Зощенко взял листок и раздельно прочитал свой ответ английским студентам, ответ, точность которого, как он сказал, можно сверить по стенограмме.
— …Я не согласился с докладом потому, что не согласился с критикой моих работ, сделанных в двадцатых — тридцатых годах. Я писал не о советском обществе, которое тогда только что возникало, я писал о мещанах, порожденных прошлой жизнью. Я сатирически изображал не советских людей, а мещанство, которое веками создавалось всем укладом прошлой жизни…
Всенародно он утверждал свое явное несогласие. Прямо-таки вызов. Первое открытое несогласие с высшими властями, которое я услышал в своей жизни.
— …Закончил мой ответ так: сатира — сложное дело. Мне казалось, что я писал правильно, но, может быть, я ошибался. Но так или иначе, все мое литературное дарование я полностью отдаю Советскому государству, советскому народу. Я понимаю, я должен был более четко политически выразиться. Я должен был бы, вероятно, отделить доклад в целом, идейное его содержание и отношение критики к моей работе. Я не видел в моем ответе непатриотизма, ничего предосудительного… А что я мог ответить? Как я мог сказать? Анна Андреевна Ахматова сказала: «Я согласна». У нее были другие обвинения. Вероятно, на ее месте я бы так же ответил…А что я мог ответить, когда меня спрашивают, согласен ли я с тем, что я не советский писатель, что я… подонок?!

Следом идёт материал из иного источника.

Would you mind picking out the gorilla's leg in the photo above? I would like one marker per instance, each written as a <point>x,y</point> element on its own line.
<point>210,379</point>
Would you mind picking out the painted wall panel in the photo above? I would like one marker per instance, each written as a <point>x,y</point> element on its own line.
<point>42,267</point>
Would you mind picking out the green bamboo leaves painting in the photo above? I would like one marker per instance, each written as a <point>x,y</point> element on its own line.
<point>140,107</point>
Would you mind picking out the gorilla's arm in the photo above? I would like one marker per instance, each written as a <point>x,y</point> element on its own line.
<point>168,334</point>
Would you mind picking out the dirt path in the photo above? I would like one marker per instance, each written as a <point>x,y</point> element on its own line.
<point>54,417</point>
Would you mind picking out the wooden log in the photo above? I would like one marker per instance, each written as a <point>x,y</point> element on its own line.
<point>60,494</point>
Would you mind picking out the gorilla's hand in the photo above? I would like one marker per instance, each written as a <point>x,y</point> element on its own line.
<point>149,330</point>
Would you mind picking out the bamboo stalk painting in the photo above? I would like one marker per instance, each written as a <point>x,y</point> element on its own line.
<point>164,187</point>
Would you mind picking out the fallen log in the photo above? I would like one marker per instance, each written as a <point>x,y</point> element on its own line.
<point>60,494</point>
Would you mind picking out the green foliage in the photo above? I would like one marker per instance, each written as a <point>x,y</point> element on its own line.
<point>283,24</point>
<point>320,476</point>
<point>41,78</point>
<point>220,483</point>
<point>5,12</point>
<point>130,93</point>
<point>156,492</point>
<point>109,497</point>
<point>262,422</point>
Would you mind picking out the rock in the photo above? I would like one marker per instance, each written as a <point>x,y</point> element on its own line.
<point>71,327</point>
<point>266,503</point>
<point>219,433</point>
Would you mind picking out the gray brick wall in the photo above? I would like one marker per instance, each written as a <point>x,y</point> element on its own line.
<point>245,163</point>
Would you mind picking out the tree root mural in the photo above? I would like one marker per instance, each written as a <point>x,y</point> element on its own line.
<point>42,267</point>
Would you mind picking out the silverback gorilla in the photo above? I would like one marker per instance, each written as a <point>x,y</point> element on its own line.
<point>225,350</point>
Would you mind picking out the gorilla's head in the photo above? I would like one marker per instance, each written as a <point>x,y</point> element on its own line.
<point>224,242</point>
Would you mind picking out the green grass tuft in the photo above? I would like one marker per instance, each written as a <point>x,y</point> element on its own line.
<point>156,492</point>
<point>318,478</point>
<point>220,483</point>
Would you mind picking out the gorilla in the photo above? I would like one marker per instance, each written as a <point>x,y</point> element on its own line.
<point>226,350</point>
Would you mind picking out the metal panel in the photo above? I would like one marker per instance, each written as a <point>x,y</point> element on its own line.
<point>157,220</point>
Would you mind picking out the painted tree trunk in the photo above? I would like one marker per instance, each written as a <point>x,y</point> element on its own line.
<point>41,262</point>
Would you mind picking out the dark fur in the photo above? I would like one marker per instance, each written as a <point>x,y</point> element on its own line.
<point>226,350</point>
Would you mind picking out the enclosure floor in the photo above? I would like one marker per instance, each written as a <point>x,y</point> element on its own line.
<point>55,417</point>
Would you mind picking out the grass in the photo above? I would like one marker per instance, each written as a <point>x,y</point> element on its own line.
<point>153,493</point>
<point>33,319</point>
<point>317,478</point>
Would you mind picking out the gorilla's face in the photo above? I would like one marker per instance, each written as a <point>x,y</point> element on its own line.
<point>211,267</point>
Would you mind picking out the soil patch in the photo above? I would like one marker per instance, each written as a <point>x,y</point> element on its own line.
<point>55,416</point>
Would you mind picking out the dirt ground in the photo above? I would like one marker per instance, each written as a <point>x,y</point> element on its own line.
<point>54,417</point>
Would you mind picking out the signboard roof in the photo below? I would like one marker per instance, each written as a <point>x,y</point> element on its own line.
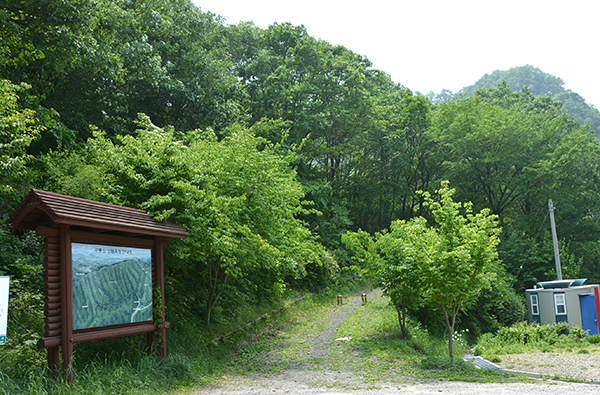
<point>53,209</point>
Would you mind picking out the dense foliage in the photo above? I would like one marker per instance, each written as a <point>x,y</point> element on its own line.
<point>445,266</point>
<point>268,145</point>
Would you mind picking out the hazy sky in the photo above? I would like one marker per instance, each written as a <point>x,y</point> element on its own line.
<point>447,44</point>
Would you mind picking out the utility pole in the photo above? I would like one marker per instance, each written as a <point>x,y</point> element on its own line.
<point>555,240</point>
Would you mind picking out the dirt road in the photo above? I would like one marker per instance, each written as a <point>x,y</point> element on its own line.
<point>315,374</point>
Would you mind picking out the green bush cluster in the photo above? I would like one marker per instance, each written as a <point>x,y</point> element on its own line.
<point>521,336</point>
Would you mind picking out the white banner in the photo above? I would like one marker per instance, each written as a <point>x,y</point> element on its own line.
<point>4,282</point>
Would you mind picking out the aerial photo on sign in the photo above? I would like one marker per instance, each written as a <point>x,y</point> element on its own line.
<point>111,285</point>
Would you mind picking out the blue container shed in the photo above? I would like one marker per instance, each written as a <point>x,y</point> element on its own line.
<point>569,301</point>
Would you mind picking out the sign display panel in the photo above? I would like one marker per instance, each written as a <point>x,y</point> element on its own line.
<point>4,284</point>
<point>111,285</point>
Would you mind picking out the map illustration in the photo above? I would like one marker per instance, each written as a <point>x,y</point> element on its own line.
<point>111,285</point>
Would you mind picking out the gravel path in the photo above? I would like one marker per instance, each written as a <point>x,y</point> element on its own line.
<point>313,375</point>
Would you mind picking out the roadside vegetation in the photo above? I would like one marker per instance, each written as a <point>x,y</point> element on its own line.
<point>294,166</point>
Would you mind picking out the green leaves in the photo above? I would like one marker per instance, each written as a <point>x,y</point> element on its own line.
<point>446,265</point>
<point>18,128</point>
<point>237,198</point>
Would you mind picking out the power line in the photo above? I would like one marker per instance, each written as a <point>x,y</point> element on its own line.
<point>530,249</point>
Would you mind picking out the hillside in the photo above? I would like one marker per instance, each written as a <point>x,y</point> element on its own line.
<point>540,84</point>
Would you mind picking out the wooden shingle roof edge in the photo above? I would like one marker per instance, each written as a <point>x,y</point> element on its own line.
<point>55,209</point>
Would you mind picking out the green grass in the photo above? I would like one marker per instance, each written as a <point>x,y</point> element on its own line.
<point>373,352</point>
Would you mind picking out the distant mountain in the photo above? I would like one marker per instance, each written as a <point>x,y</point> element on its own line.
<point>539,83</point>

Меня порадовало, с какой тактичностью он оправдал Анну Андреевну, ее все время противопоставляли ему: вот-де она вела себя достойно, как патриотка, она не заигрывала с этими прохвостами… «На ее месте я бы так же ответил». (Много позже понял я, что означала эта фраза. Сын Анны Андреевны находился еще в лагере, она была опутана по рукам и ногам, она чувствовала себя заложницей.) Постановление связало их, двух замечательных писателей, лучших из тех, что были тогда в Ленинграде. Их постоянно упоминали вместе. На этом повороте пути их разошлись. Зощенко остался один, на него одного наставлены все прицелы, все мушки.
— …Что я мог ответить?
Вопрос этот вдруг неотвратимо встал передо мной. И перед другими. Перед каждым. Что можно было ответить? Что?.. Для некоторых все было ясно: соглашаться, какой может быть разговор, ведь это же не чье-то мнение, а слова Жданова, секретаря ЦК, не о себе надо думать, не о своей чести, а о том, чтобы не потакать классовому врагу, не осрамить нас перед иностранцами. У других вопрос Зощенко вызвал мучительный разлад. Только в этот момент я понял, в каком невыносимом положении очутился Зощенко, через какую черту он не мог в тот миг переступить. И сейчас не может, не в силах.
Пытался. Потому что страшно было остаться одному за той чертой, против всех, снова подвергнуться осуждению, снова пройти адовы круги… Сил-то уже не было. Он спрашивал себя, нас — может, этот вопрос был провокационный, заранее продуманная акция?
Он пробовал вовлечь нас в поиски выхода.
— …И только дома я догадался, что должен был ответить: передо мною юная аудитория, вам двадцать лет, доклад был семь лет назад, что вы можете помнить? Кто из старших вам подсказал задать этот нетактичный вопрос? Вот как я должен был ответить!